Older investors targeted with investment scams, regulators say
Thursday, September 4th 2003, 12:00 am
News On 6
WASHINGTON (AP) _ Often living on fixed incomes and sometimes desperate about money, older investors are being targeted with complex investment scams promising huge returns as the stock market churns and health care costs climb, state securities regulators said Thursday.
Kenneth Reusser of Beaverton, Ore., an 82-year-old former Marine aviator and decorated veteran of more than 200 combat missions in three wars, says he lost $262,500 in a high-yield investment scheme he learned about from friends he met through a club called ``Life After 50.''
Reusser and his wife, Trudy, filed a personal bankruptcy petition last week, a step ahead of the anticipated foreclosure of their hand-built home worth more than $1 million.
``I'm here as a very embarrassed individual,'' Kenneth Reusser said at a news conference with state regulators. ``We just trusted the people.''
The North American Securities Administrators Association is alerting seniors to the dangers of investment fraud and urging them to take control of their finances. The group, which represents state and provincial securities regulators in the United States, Canada and Mexico, announced new investor education programs and a senior investor resource center on its Web site.
The regulators ``are deeply concerned that a perfect storm for investment fraud is brewing and our nation's 35 million seniors are most at risk,'' said Christine Bruenn, the group's president and Maine's securities administrator. ``To a senior living on a fixed income, no amount of money lost is too small, and could mean the difference between a secure and dignified retirement or a life of uncertainty and despair.''
Millions of people who are retired or soon-to-be retired are concerned, some even desperate, about their finances _ making them more vulnerable than ever to investment fraud and abuse, Bruenn said.

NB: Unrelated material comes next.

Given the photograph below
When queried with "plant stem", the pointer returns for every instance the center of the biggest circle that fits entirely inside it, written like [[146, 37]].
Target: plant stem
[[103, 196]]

Scams currently targeting older investors involve sales of unregistered securities, bogus promissory notes and charitable gift annuities, viatical settlements in which terminally ill people sell their life insurance policies for upfront cash, and Ponzi schemes that pay some investors returns with money raised from later investors, according to the regulators' group.
It cited recent cases in Arizona, Delaware, Maine and Massachusetts. Bruenn said seniors are getting scammed in every state.
The regulators' group will monitor investment fraud issues relevant to seniors and develop education programs.